I was considering starting a patio pond and was wondering if a Dojo Loach will survive the winters here?


----------



## beN (Apr 21, 2010)

darb, cool idea man. if my dog didnt S**T on the deck maybe id giver a crack at that project.


----------



## plantedinvertz (Apr 21, 2010)

It should eb no problem...dojo loaches are extremely hardy


----------



## jiang604 (Apr 21, 2010)

darb said:


> I was considering starting a patio pond and was wondering if a Dojo Loach will survive the winters here?


weather loach will survive in the pond over winter. I have 8 weather loach outside my pond for over 2 years.


----------



## darb (Apr 21, 2010)

thanks, mine would be above ground, so slightly colder, but probably still safe.


----------



## jiang604 (Apr 21, 2010)

darb said:


> thanks, mine would be above ground, so slightly colder, but probably still safe.
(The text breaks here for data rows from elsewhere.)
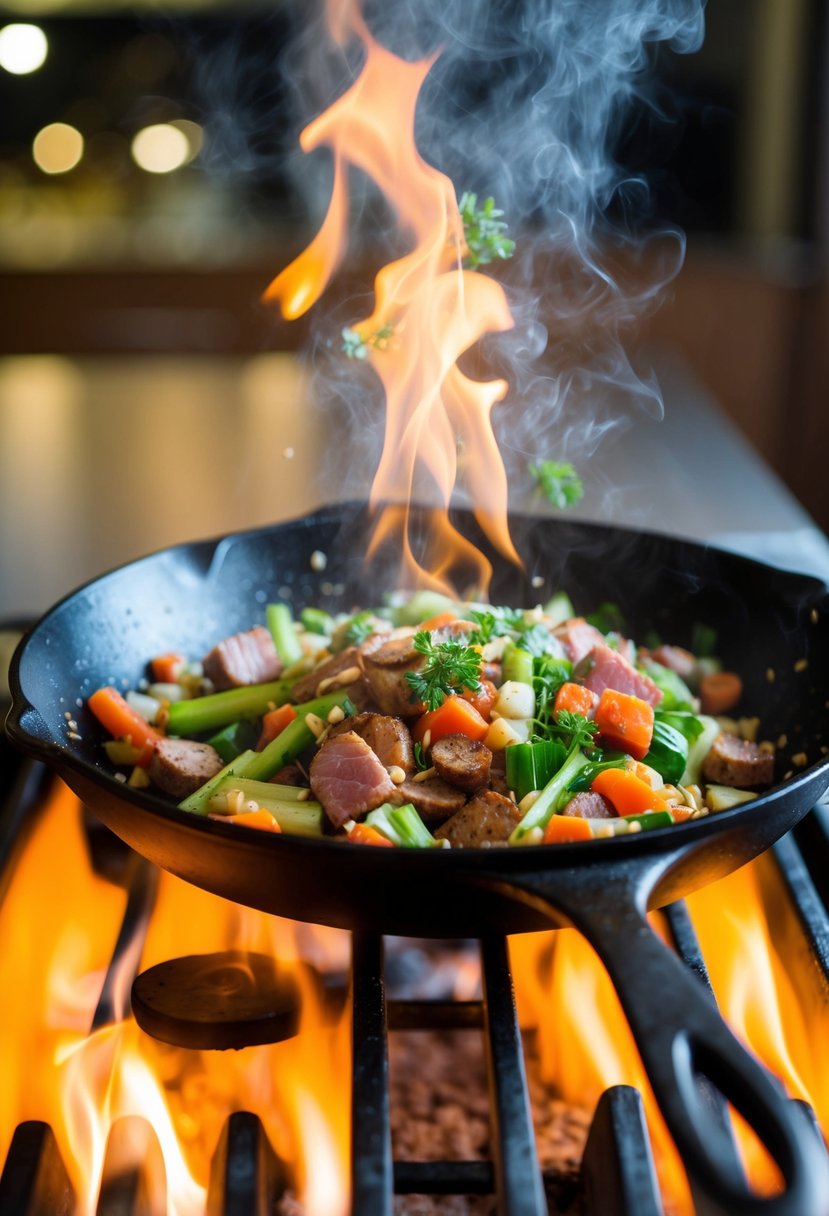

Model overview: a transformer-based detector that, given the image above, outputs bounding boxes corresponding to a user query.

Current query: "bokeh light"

[32,123,84,174]
[0,22,49,75]
[131,123,191,173]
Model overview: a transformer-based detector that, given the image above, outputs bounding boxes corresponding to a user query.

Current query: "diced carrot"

[461,680,498,722]
[412,697,489,743]
[150,652,187,683]
[543,815,593,844]
[699,671,743,717]
[590,769,667,815]
[417,612,458,630]
[594,688,654,760]
[256,705,297,751]
[345,823,394,849]
[553,680,599,717]
[86,685,160,769]
[216,806,282,832]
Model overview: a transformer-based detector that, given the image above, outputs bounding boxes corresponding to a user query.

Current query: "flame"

[264,2,520,592]
[509,855,829,1216]
[0,783,350,1216]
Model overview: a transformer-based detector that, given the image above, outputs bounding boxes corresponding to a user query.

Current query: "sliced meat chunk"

[396,777,467,823]
[430,734,492,794]
[559,789,619,820]
[362,635,425,717]
[573,642,662,705]
[202,625,282,691]
[310,731,399,828]
[435,789,521,849]
[147,738,224,800]
[291,646,371,709]
[703,734,774,789]
[553,617,604,665]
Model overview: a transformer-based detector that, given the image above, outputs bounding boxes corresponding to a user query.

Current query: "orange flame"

[264,4,520,591]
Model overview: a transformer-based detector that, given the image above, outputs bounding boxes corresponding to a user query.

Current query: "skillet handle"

[497,865,829,1216]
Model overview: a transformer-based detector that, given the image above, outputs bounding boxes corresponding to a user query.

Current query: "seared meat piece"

[310,731,399,828]
[362,635,425,717]
[703,734,774,789]
[435,789,521,849]
[291,646,370,709]
[397,777,467,823]
[203,625,282,689]
[147,738,222,800]
[328,714,415,773]
[559,789,619,820]
[573,642,662,705]
[430,734,492,794]
[553,617,604,665]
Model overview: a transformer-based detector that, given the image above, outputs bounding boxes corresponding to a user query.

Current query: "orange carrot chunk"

[699,671,743,717]
[545,815,593,844]
[220,806,282,832]
[256,705,297,751]
[345,823,394,849]
[596,688,654,760]
[412,697,489,743]
[150,652,187,683]
[590,769,667,816]
[553,680,598,717]
[86,685,162,769]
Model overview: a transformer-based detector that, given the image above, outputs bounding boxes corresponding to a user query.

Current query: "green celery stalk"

[208,775,323,837]
[501,642,532,687]
[238,689,354,781]
[179,751,258,815]
[265,604,303,668]
[167,680,293,738]
[208,717,259,764]
[509,748,588,844]
[366,803,435,849]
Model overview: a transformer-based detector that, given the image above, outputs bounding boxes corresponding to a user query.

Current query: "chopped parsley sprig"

[529,460,585,511]
[406,629,481,709]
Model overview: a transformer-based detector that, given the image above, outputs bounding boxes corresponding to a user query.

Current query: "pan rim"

[6,500,829,869]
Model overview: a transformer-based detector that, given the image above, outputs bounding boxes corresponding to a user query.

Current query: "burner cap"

[132,950,301,1051]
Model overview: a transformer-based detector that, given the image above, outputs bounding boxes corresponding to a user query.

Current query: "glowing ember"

[265,5,520,591]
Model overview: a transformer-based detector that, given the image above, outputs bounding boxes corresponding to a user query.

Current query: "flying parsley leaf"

[529,460,585,511]
[406,629,481,709]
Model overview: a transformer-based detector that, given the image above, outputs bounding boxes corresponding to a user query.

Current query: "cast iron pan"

[7,505,829,1216]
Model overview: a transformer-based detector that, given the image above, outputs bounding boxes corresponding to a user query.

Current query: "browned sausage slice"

[429,734,492,794]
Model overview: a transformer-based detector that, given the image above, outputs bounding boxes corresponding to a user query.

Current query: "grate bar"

[389,1001,484,1030]
[205,1110,287,1216]
[351,933,394,1216]
[480,938,547,1216]
[581,1085,664,1216]
[394,1161,495,1195]
[0,1120,75,1216]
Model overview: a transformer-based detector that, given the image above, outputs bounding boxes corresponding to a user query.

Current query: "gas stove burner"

[132,950,303,1051]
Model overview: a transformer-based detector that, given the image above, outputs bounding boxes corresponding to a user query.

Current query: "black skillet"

[7,505,829,1216]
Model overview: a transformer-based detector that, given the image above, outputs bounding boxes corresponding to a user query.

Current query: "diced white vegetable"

[492,680,535,719]
[126,688,162,722]
[705,786,757,811]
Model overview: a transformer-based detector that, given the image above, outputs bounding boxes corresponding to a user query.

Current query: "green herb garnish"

[458,190,515,270]
[406,629,481,709]
[529,460,585,511]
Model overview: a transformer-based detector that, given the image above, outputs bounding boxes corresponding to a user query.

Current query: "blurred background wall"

[0,0,829,529]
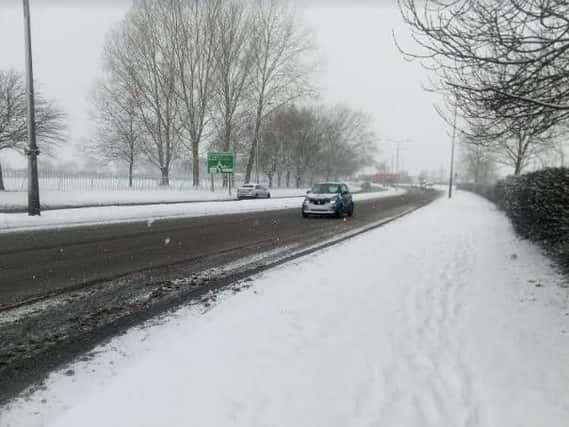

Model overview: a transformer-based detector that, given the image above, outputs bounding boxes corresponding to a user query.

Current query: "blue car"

[302,182,354,218]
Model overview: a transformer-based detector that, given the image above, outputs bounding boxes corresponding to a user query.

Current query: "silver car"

[237,184,271,200]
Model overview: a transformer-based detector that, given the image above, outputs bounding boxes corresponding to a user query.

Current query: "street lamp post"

[448,105,458,199]
[255,131,261,184]
[23,0,40,216]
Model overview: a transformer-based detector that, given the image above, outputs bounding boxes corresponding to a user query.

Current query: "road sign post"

[207,151,235,196]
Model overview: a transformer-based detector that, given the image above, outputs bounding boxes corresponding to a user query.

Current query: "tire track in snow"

[381,232,481,427]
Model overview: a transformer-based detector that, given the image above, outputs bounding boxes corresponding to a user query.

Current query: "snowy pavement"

[0,192,569,427]
[0,189,405,233]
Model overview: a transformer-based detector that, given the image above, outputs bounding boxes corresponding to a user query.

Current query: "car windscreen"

[311,184,340,194]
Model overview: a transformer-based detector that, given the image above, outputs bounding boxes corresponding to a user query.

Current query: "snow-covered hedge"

[461,168,569,269]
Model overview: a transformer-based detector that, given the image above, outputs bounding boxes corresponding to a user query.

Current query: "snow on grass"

[0,188,306,211]
[0,190,404,233]
[0,193,569,427]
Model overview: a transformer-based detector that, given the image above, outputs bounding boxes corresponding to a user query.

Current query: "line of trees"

[259,104,377,187]
[398,0,569,175]
[93,0,322,187]
[0,70,66,191]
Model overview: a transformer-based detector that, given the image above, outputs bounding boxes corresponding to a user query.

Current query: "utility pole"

[255,132,261,184]
[395,141,401,173]
[448,104,458,199]
[23,0,40,216]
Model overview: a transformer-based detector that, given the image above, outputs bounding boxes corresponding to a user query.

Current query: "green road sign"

[207,152,235,174]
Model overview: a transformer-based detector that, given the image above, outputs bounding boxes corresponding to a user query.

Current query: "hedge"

[459,168,569,271]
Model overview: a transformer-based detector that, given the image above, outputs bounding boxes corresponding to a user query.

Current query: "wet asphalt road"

[0,192,434,308]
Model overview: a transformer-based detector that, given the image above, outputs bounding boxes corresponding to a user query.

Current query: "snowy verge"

[0,192,569,427]
[0,190,404,233]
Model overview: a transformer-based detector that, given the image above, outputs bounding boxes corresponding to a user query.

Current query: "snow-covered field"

[0,188,306,210]
[0,189,404,233]
[0,193,569,427]
[0,183,361,211]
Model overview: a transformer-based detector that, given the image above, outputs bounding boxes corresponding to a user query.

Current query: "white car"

[237,184,271,200]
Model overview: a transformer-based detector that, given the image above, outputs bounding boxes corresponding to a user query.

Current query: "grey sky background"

[0,0,450,173]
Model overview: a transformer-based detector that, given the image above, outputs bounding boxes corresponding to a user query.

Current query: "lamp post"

[448,104,458,199]
[23,0,40,216]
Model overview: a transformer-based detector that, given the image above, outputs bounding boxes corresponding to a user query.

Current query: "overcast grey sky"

[0,0,450,173]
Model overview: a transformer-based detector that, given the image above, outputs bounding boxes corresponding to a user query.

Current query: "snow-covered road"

[0,192,569,427]
[0,188,405,233]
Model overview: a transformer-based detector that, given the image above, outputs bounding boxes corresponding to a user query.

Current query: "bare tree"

[104,0,180,185]
[260,104,377,187]
[398,0,569,126]
[454,141,496,184]
[92,80,143,187]
[0,70,66,190]
[245,0,312,181]
[168,0,221,187]
[214,0,253,151]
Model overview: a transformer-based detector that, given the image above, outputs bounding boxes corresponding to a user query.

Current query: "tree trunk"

[245,95,264,182]
[128,157,134,188]
[160,167,170,186]
[0,163,6,191]
[192,144,200,188]
[245,135,259,182]
[514,156,522,176]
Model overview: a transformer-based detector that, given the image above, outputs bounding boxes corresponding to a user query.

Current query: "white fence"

[3,169,213,191]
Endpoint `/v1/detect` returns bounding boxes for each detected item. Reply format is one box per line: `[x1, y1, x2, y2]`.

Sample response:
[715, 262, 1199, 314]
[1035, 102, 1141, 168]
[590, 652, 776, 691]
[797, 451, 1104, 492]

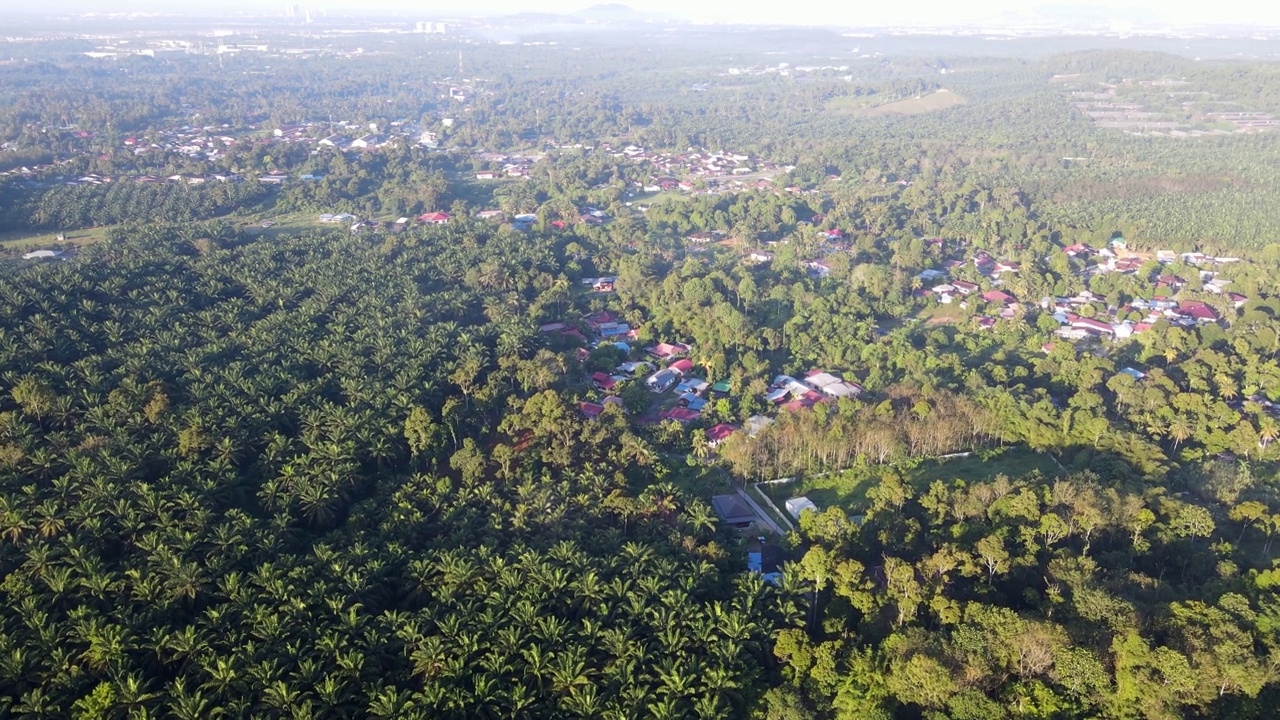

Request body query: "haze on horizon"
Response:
[9, 0, 1280, 28]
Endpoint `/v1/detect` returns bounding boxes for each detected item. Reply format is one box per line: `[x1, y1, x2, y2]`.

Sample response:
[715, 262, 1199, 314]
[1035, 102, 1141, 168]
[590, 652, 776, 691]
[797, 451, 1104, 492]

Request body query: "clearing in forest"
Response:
[760, 446, 1062, 514]
[827, 87, 965, 117]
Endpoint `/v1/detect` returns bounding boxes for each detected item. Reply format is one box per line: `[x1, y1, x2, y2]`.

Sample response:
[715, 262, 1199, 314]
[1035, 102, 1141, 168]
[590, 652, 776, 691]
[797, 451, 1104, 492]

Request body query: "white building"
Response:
[786, 496, 818, 520]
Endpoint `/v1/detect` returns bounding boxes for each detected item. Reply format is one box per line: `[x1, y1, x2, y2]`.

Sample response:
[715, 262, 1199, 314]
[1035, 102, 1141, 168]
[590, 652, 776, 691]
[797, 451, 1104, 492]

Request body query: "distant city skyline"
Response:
[9, 0, 1280, 27]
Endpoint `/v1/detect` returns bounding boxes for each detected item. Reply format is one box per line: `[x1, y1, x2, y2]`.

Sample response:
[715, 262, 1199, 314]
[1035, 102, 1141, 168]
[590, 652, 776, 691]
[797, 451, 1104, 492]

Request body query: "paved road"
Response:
[733, 488, 786, 537]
oooo... then that i wouldnt count on.... my pond is 5 feet deep


----------



## mysticalnet (Apr 22, 2010)

jiang604 said:


> weather loach will survive in the pond over winter. I have 8 weather loach outside my pond for over 2 years.


wow really?! How big are they now? I have 2 in my 50G and they are approx. 10" -12" long, so big! Post some photos of your pond and weather loaches?


----------



## jiang604 (Apr 21, 2010)

mysticalnet said:


> wow really?! How big are they now? I have 2 in my 50G and they are approx. 10" -12" long, so big! Post some photos of your pond and weather loaches?


if anyones has seen my pond its not possible lol, i turned off waterfall and UV so my pond is crazy green + good luck catching them loaches =)


----------



## Bok (Apr 22, 2010)

From what I understand they are pretty low maintenance. Guess I'm going to find out, a friend is giving me 3-6" critters. Going away for a few months so shutting down his tanks. have to set something up for them. If worse comes to worse I'll just sneak them into the koi pond next door


----------



## jiang604 (Apr 21, 2010)

Bok said:


> From what I understand they are pretty low maintenance. Guess I'm going to find out, a friend is giving me 3-6" critters. Going away for a few months so shutting down his tanks. have to set something up for them. If worse comes to worse I'll just sneak them into the koi pond next door


one thing to note, careful loaches arent eaten by the kois
weather loaches bodies are full of ammonia and high chance that anything that eats it will die from the high levels of ammonia


----------



## gimlid (Apr 23, 2010)

I had no idea weather loaches could handle low temps lke our winter. Does anyone know of any other "tropical" type fish that can handle our winter?


----------



## darb (Apr 21, 2010)

gimlid said:


> I had no idea weather loaches could handle low temps lke our winter. Does anyone know of any other "tropical" type fish that can handle our winter?


the Dojo Loach is actually a cold water fish that is kept in tropical aquariums.

this is a start, our climate is still probably too cold for most though, if I had to bet on one, I would put my money on the white clouds:


> http://freshaquarium.about.com/od/fishqa/f/coldwaterfish.htm
> 
> Barbs - Several readily available species of Barbs are tolerant of temperatures into the mid sixties, or even lower. All are easy to care for, and are suitable for a community aquarium. They include: the Gold Barb (Barbus schuberti), the Green Barb (Barbus schuberti), the Rosy Barb (Barbus conchonius), and the Two Spot Barb (Barbus ticto).
> 
> ...


----------



## Bok (Apr 22, 2010)

You know if they would also get along with corys? Nothing seems to bother those little monkies.


----------



## woodbridge (May 25, 2010)

If buiding your pond yourself insulate with rigid styrofoam inslation between liner and outer shell. In winters we don't have Olympics we get frost, so a pond deicer or aquarium heater would prevent your patio pond from freezing solid.


----------